Over the last quarter-century, the number of urban dwellers in South Asia has more than doubled to almost 500 million. In India  alone, the number of city dwellers has grown by 122 million. Delhi, Karachi, Kolkata and Dhaka have all joined Mumbai in the league of mega-cities. And yet, urbanization in South Asia has barely begun. With about 30% of its population living in cities, South Asia is the least urbanized in the world. But in the 20 years to come, South Asia will urbanize faster than any other region of the world, with the exception of East Asia. This rapid urbanization can be a powerful engine in accelerating poverty alleviation. But most cities in the region are struggling to cope with even the current level of urbanization. Can South Asian cities support the growing urban economy and population and become centers of shared prosperity, or will they become centers of grief?
In light of this challenge, the World Bank has recently initiated a flagship program on urbanization in South Asia. A critical part of this program is the formation of a network of policymakers and practitioners designed to put the world’s best knowledge and data in their hands, to harness urban growth for faster poverty alleviation and better development outcomes. In October 2012, the program, in collaboration with the Korea Research Institute for Human Settlement, hosted its first workshop in Daegu, South Korea. The workshop connected practitioners and government officials from Bangladesh , Bhutan , the Maldives , Nepal , Pakistan , and Sri Lanka  with each other and with international expertise.
On the first day of the workshop, the participants exchanged views on the key urbanization challenges faced by their countries. Despite important differences between the countries, the participants shared the view that urbanization and urban development are yet to receive the concerted policy attention they urgently require in their countries. In this context, South Asian cities need to be more functional to reap the benefits from agglomeration and global integration, so that they become dynamic growth escalators and engines of poverty reduction.

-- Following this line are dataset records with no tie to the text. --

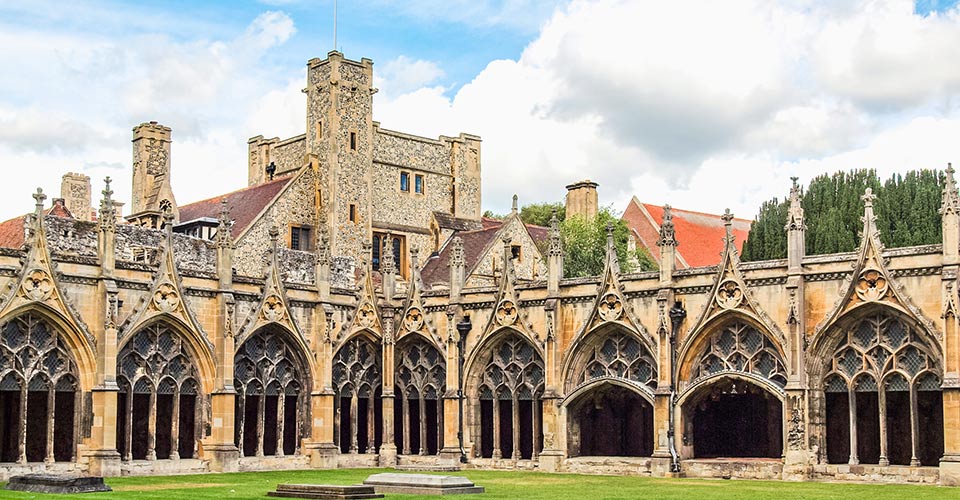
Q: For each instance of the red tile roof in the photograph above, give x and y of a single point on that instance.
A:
(12, 231)
(700, 235)
(244, 204)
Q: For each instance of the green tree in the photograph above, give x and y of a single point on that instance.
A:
(585, 245)
(906, 208)
(539, 214)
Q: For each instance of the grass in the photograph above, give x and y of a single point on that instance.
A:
(505, 485)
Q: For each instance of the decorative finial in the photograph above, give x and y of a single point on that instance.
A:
(39, 197)
(668, 235)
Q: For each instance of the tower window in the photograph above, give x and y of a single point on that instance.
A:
(300, 237)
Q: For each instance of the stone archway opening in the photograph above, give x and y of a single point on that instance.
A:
(610, 420)
(733, 418)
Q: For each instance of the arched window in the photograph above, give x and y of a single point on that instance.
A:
(510, 390)
(157, 408)
(270, 381)
(740, 347)
(357, 382)
(420, 384)
(883, 397)
(39, 393)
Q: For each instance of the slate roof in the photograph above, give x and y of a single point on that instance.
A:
(437, 270)
(244, 204)
(700, 234)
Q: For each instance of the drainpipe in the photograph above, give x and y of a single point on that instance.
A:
(677, 315)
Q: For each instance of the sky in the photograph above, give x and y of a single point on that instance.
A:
(704, 105)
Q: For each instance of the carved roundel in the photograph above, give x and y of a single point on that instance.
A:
(273, 308)
(729, 295)
(366, 316)
(872, 285)
(413, 320)
(166, 298)
(611, 308)
(506, 313)
(38, 285)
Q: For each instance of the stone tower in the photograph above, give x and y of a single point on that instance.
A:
(75, 191)
(582, 199)
(340, 143)
(151, 194)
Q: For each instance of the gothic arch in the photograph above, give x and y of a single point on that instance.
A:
(700, 343)
(483, 345)
(505, 384)
(823, 346)
(198, 347)
(40, 394)
(273, 380)
(80, 349)
(611, 351)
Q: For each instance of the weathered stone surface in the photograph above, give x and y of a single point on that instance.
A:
(55, 483)
(324, 491)
(422, 484)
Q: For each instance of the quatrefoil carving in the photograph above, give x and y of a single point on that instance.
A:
(37, 285)
(166, 298)
(413, 320)
(273, 308)
(610, 308)
(872, 285)
(729, 295)
(506, 313)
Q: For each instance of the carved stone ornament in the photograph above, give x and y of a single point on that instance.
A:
(166, 298)
(610, 308)
(729, 295)
(506, 313)
(872, 285)
(366, 316)
(413, 320)
(38, 285)
(273, 309)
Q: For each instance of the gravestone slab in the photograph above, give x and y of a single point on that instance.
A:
(422, 484)
(325, 491)
(56, 483)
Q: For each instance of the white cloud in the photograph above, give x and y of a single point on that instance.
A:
(708, 110)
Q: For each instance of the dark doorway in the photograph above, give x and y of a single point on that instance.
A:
(737, 420)
(613, 421)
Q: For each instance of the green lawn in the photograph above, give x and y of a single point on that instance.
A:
(506, 485)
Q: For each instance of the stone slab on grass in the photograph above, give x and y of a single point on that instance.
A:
(57, 483)
(325, 491)
(422, 484)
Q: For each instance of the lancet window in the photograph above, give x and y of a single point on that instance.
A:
(357, 381)
(39, 393)
(158, 404)
(510, 391)
(883, 399)
(270, 383)
(619, 355)
(420, 383)
(740, 347)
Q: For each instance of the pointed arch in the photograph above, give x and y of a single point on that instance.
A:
(750, 341)
(79, 347)
(616, 351)
(198, 346)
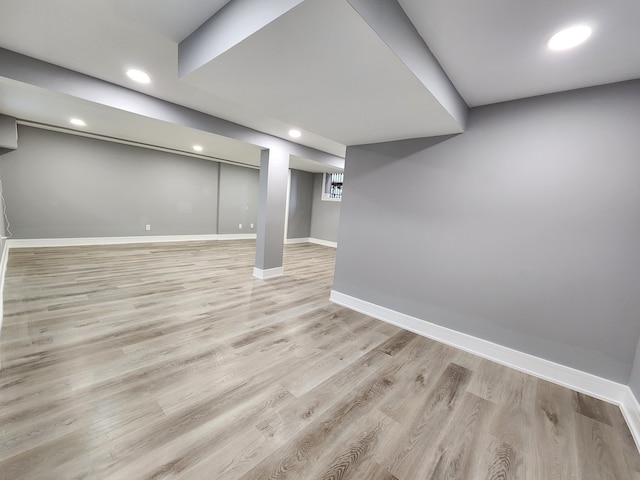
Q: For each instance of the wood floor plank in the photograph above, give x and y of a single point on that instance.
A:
(172, 361)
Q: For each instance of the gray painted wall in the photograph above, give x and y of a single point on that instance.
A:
(325, 215)
(8, 134)
(300, 204)
(59, 185)
(238, 199)
(634, 381)
(523, 231)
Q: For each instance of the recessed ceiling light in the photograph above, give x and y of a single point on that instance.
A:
(569, 37)
(138, 76)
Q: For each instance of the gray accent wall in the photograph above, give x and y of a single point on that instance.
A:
(63, 186)
(8, 134)
(300, 204)
(325, 215)
(524, 230)
(634, 381)
(238, 199)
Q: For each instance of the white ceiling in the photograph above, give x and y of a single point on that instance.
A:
(495, 50)
(319, 67)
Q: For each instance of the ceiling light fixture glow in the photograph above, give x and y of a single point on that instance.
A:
(569, 37)
(138, 76)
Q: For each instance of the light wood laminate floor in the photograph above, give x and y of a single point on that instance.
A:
(172, 361)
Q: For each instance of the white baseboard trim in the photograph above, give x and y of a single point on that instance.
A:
(72, 242)
(631, 410)
(268, 273)
(3, 270)
(295, 241)
(236, 236)
(325, 243)
(317, 241)
(563, 375)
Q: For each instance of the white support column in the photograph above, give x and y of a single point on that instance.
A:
(274, 174)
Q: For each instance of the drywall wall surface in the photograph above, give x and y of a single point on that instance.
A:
(63, 186)
(523, 230)
(325, 214)
(634, 381)
(300, 204)
(8, 134)
(238, 199)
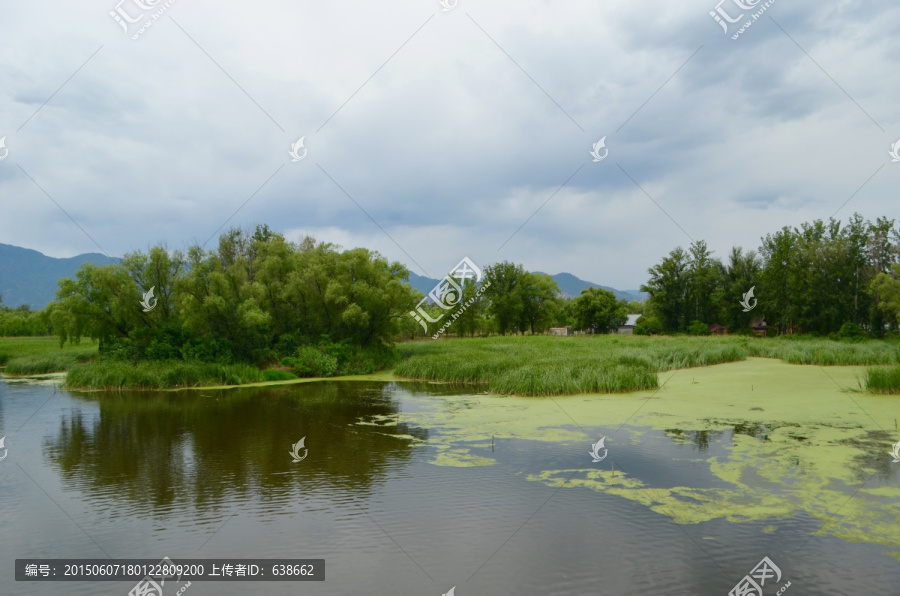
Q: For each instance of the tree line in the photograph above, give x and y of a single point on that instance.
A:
(259, 298)
(819, 278)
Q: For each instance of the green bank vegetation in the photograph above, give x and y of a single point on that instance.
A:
(610, 363)
(883, 379)
(39, 355)
(309, 309)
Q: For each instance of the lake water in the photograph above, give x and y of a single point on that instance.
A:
(402, 492)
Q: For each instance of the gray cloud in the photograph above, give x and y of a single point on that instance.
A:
(450, 146)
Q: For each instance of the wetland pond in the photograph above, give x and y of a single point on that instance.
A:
(402, 491)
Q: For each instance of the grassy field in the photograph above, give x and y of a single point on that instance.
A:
(883, 379)
(538, 365)
(167, 374)
(39, 355)
(544, 365)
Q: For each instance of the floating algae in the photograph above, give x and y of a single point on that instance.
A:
(801, 442)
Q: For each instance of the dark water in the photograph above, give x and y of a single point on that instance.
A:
(208, 474)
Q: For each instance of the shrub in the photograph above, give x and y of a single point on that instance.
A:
(698, 328)
(850, 330)
(312, 362)
(647, 325)
(273, 374)
(207, 350)
(883, 380)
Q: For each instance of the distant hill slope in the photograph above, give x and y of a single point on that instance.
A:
(572, 286)
(29, 277)
(568, 284)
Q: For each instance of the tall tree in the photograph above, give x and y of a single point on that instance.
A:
(598, 311)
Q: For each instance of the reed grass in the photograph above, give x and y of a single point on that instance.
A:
(883, 379)
(544, 365)
(41, 355)
(163, 374)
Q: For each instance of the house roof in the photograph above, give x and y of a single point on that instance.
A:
(632, 320)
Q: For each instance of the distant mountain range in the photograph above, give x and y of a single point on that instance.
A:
(29, 277)
(569, 285)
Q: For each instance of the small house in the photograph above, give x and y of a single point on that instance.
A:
(628, 327)
(760, 326)
(716, 329)
(560, 331)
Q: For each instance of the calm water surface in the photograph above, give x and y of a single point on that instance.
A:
(208, 474)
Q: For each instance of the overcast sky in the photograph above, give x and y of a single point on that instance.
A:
(435, 134)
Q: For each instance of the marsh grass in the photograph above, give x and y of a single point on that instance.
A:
(165, 374)
(543, 365)
(40, 355)
(883, 379)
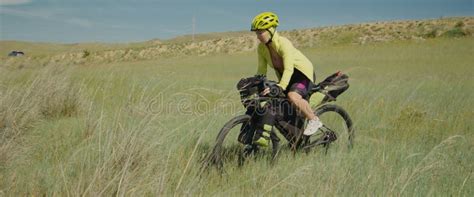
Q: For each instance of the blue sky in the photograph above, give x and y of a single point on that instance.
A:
(70, 21)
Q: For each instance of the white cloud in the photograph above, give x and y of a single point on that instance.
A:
(14, 2)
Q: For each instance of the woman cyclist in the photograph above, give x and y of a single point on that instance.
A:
(293, 69)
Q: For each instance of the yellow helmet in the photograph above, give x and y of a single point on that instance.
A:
(264, 20)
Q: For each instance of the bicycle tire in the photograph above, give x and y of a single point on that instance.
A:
(217, 155)
(322, 111)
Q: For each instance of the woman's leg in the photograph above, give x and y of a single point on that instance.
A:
(301, 104)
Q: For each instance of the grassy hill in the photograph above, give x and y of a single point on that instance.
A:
(234, 42)
(142, 127)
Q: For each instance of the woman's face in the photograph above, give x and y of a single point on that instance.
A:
(263, 35)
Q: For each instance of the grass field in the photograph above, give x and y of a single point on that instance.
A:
(142, 128)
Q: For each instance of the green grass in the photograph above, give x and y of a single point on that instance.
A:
(142, 128)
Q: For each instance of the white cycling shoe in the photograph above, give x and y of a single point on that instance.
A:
(312, 127)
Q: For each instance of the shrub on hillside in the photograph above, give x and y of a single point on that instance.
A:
(454, 32)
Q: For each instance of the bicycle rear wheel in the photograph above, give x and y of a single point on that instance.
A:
(337, 129)
(227, 147)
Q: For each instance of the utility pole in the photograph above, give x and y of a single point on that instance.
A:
(194, 26)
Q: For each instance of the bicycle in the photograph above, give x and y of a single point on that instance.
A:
(337, 123)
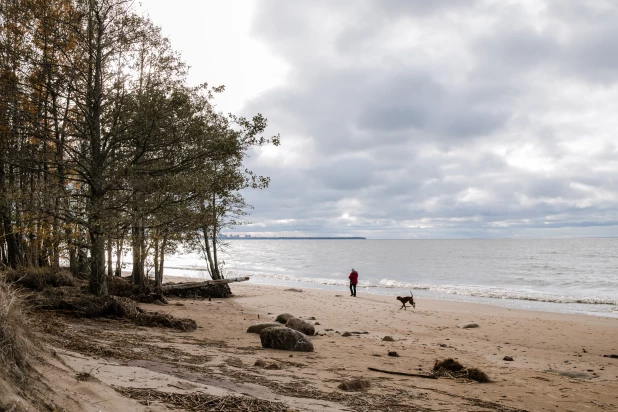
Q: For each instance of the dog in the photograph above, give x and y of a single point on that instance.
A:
(407, 299)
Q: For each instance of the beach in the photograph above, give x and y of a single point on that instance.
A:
(558, 359)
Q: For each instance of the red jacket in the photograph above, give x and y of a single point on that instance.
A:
(353, 277)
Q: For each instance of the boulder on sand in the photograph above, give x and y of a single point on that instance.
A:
(284, 338)
(283, 318)
(258, 327)
(301, 326)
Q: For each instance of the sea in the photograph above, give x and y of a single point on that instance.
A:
(575, 275)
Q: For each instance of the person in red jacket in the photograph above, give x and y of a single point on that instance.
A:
(353, 281)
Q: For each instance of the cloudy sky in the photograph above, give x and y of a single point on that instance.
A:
(416, 118)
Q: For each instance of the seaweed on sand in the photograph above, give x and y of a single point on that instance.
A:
(451, 368)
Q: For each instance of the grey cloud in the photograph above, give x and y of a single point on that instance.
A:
(474, 143)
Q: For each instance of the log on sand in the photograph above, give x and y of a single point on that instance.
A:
(193, 285)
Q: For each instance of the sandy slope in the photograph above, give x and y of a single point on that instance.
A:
(558, 359)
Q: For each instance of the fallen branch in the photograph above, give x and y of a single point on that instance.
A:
(192, 285)
(416, 375)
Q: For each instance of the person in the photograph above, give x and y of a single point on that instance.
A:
(353, 281)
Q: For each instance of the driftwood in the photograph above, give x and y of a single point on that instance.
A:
(416, 375)
(193, 285)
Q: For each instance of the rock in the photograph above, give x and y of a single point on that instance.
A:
(301, 326)
(258, 327)
(469, 325)
(284, 338)
(283, 318)
(393, 353)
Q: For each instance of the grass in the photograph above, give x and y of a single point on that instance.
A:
(16, 346)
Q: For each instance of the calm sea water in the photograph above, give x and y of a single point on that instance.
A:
(558, 275)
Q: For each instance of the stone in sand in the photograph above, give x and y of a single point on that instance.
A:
(301, 326)
(285, 339)
(469, 325)
(258, 328)
(283, 318)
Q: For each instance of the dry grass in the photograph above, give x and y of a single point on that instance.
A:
(39, 278)
(203, 402)
(355, 385)
(16, 346)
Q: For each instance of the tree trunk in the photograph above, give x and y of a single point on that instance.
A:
(110, 246)
(119, 250)
(137, 237)
(159, 272)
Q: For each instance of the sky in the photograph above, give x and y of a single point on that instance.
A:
(415, 119)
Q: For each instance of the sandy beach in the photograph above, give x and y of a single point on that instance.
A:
(558, 360)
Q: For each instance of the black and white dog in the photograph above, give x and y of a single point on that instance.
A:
(407, 299)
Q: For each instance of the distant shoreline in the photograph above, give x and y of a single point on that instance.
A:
(292, 238)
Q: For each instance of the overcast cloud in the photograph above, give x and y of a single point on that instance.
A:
(415, 118)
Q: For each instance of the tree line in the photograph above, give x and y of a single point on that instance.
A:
(105, 148)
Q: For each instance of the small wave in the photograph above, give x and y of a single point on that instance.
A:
(496, 293)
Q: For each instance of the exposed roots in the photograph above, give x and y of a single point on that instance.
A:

The workshop quickly became a forum for peer learning, with practitioners exchanging ideas on how best to promote mutual learning, raise awareness of the challenges posed by rapid urbanization and sustain knowledge sharing. A variety of models for the network of practitioners were put forward, for example a three-tier approach consisting of a leadership group, specialist group, and citizen group. Creating linkages between cities with similar characteristics across countries were emphasized. "Big" solutions from governments should be balanced with "small" ones championed by communities and NGOs, they said.
Several participants raised concerns over the fragmentation of urban planning. "Sectoral departments are often working in isolation. There is a lack of coordination. Resources are spread thin. Spatial, economic and social planning should be integrated," said Sunil Kumar Karn of the Ministry of Urban Development, Nepal. His point was echoed by Aminath Athifa of the Ministry of Housing and Infrastructure, Maldives. Although higher urban density leads to higher productivity, it may also come with social costs such as alienation, fragmentation of communities, and higher crime rates, she said, suggesting that “social reach-out programs” also be included in a holistic approach. Hossain Zillur Rahman of the Power and Participation Research Center, Bangladesh, concluded, "We need to attain a new kind of capacity. Urban management is much more than just financial management and physical planning."